Thursday, August 03, 2006

Bottom feeders

Michelle Malkin is a walking wonder of sorts -- capable of speaking out of both sides of her mouth simultaneously without imploding. The drooling hypocrisy, however, is quite the mess.

This week -- as part of her schtick decrying "unhinged" behavior from the left -- she decided to attack Jane Hamsher with a string of charming epithets, calling her, variously, a "nutball," a "Hollyweirdo", and most of all a "bottom-feeding blogger." So much for civilized discourse, eh?

Malkin makes much of Hamsher's pull-no-punches style, particularly her attacks on Kate O'Beirne, claiming: "She threatened O'Beirne on her blog: 'The bitch is dead meat'."

Threatened O'Beirne? Goodness, let's read the post ... oh, I see ... she threatened her with negative Amazon reviews! Oh my Lord in Heaven! What's next? Printing her home phone number?

Now, longtime readers of this blog know that cursing and profanity aren't really my style, though I do use them when the occasion warrants. And I have argued that obscene hate mail and vicious sexism have no place in the left's repertoire.

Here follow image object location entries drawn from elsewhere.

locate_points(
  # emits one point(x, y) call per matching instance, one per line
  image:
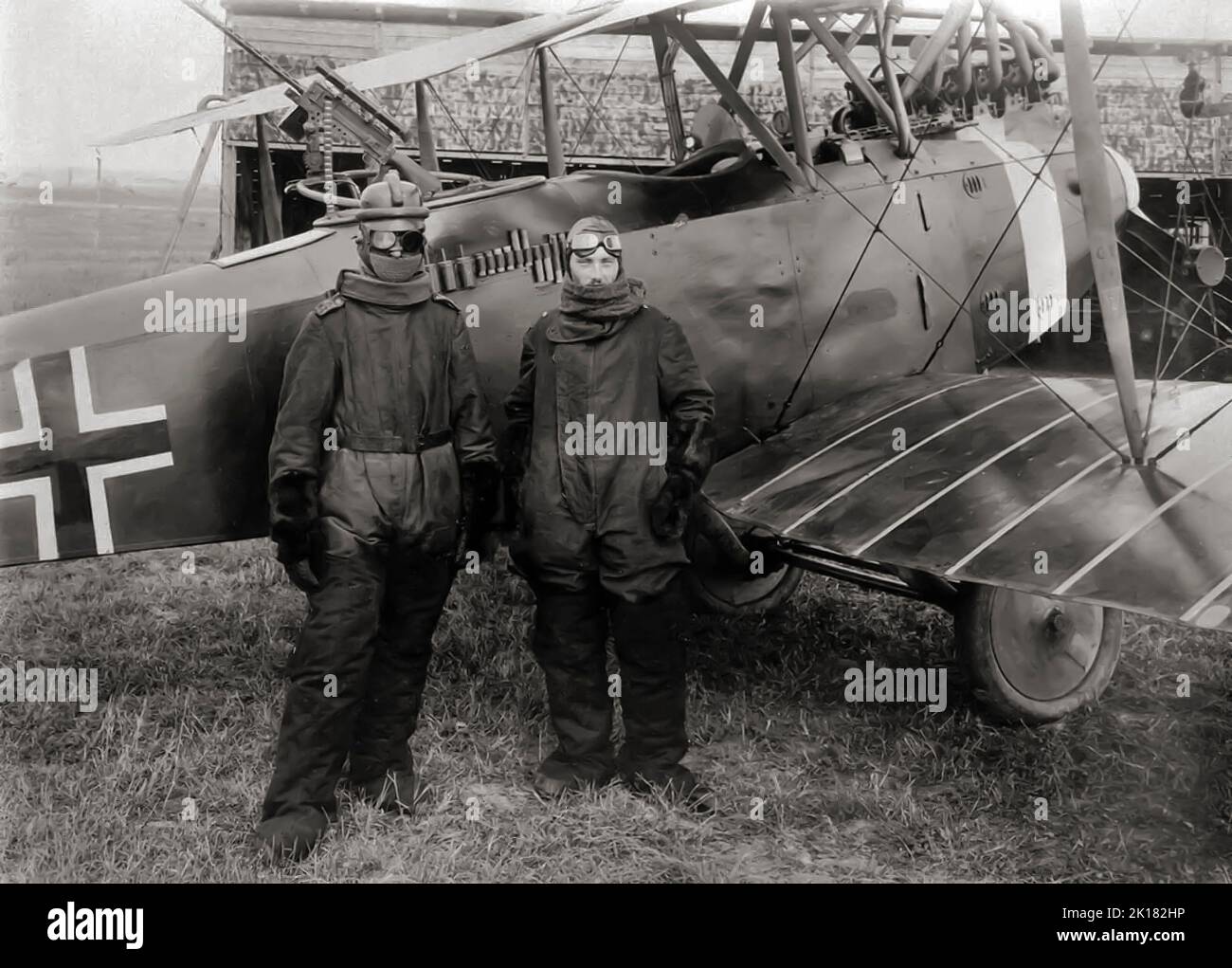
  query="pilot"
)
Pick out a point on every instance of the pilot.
point(1193, 98)
point(600, 534)
point(381, 442)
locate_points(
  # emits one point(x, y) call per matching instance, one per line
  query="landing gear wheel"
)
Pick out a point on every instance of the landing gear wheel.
point(1034, 659)
point(713, 587)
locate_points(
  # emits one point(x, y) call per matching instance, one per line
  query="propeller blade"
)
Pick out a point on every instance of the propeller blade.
point(1096, 205)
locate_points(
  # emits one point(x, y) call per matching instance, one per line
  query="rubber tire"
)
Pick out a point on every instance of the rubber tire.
point(994, 693)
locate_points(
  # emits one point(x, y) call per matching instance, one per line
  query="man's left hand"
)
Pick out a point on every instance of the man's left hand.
point(669, 513)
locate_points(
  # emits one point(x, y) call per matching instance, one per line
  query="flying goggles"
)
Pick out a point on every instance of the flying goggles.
point(587, 242)
point(383, 239)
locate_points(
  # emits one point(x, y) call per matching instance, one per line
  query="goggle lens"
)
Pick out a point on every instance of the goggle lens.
point(409, 241)
point(587, 242)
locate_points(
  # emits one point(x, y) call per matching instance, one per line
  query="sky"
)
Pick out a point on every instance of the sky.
point(73, 70)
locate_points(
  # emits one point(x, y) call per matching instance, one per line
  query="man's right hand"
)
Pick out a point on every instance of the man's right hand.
point(295, 557)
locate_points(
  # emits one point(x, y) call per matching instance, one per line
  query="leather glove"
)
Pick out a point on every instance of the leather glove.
point(669, 513)
point(295, 553)
point(294, 529)
point(480, 486)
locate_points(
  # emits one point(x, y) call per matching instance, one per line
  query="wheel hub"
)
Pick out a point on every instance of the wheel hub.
point(1043, 647)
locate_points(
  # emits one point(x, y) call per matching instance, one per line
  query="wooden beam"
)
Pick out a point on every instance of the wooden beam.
point(732, 98)
point(271, 205)
point(190, 192)
point(781, 20)
point(841, 57)
point(551, 128)
point(424, 128)
point(664, 57)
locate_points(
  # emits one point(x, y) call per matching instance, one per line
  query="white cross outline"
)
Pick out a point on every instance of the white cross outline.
point(97, 475)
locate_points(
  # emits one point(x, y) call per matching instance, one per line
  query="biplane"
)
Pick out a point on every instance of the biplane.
point(838, 285)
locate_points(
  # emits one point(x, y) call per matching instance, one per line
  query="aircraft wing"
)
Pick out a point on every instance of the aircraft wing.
point(418, 63)
point(992, 480)
point(427, 61)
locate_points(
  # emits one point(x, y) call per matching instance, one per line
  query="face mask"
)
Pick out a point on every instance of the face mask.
point(394, 270)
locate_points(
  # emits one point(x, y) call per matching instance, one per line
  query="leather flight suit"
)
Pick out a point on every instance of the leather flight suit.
point(587, 542)
point(380, 417)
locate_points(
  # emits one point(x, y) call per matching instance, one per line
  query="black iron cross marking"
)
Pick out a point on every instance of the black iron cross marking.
point(53, 393)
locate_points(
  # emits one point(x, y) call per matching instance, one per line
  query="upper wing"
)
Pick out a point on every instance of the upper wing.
point(990, 479)
point(427, 61)
point(401, 68)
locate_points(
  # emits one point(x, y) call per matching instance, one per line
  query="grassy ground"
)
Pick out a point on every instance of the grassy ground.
point(190, 673)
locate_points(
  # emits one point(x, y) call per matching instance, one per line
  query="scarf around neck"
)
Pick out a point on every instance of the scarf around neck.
point(595, 312)
point(369, 288)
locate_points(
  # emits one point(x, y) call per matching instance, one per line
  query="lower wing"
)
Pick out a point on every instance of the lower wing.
point(996, 480)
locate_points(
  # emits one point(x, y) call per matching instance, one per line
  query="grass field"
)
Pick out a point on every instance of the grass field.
point(1138, 788)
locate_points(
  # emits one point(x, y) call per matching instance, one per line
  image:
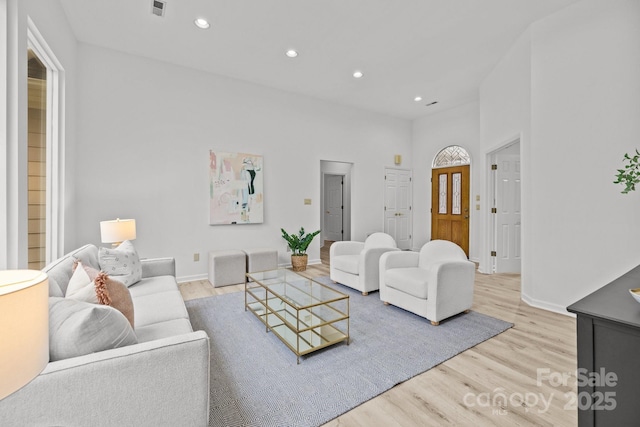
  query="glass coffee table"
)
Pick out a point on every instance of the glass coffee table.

But there is a place for profanity. Even if it's not my style, I well understand that the outrageous behavior of the right inspires real and righteous outrage; people are being killed on behalf of their agenda, after all. After awhile, it's only natural to respond to constant abuse -- the threats, the charges of treason, the constant personal attacks, the outrageous abuse of power -- with a straight shot to the face: "Aw, fuck you, asshole."

I think bloggers like Atrios, Digby, Tbogg and Jane -- and scores of others -- do a good job of giving voice to that outrage, and it's needed. Reason and facts often are next to worthless when confronting these jerks, and though I do my best to provide them, I also applaud those who fight back -- especially when they do so with as much wit as you often find in left Blogtopia [yes, skippy invented that term].

That said, I'll admit I was disconcerted by the photoshopped image of Joe Lieberman in blackface that got Malkin's shorts in a bunch, originally accompanying Jane's post at Huffblog and since removed. It obviously was playing fast and loose with old racist stereotypes, which is always a dangerous business, if for no other reason that it can be easily misconstrued (just ask Steve Gilliard).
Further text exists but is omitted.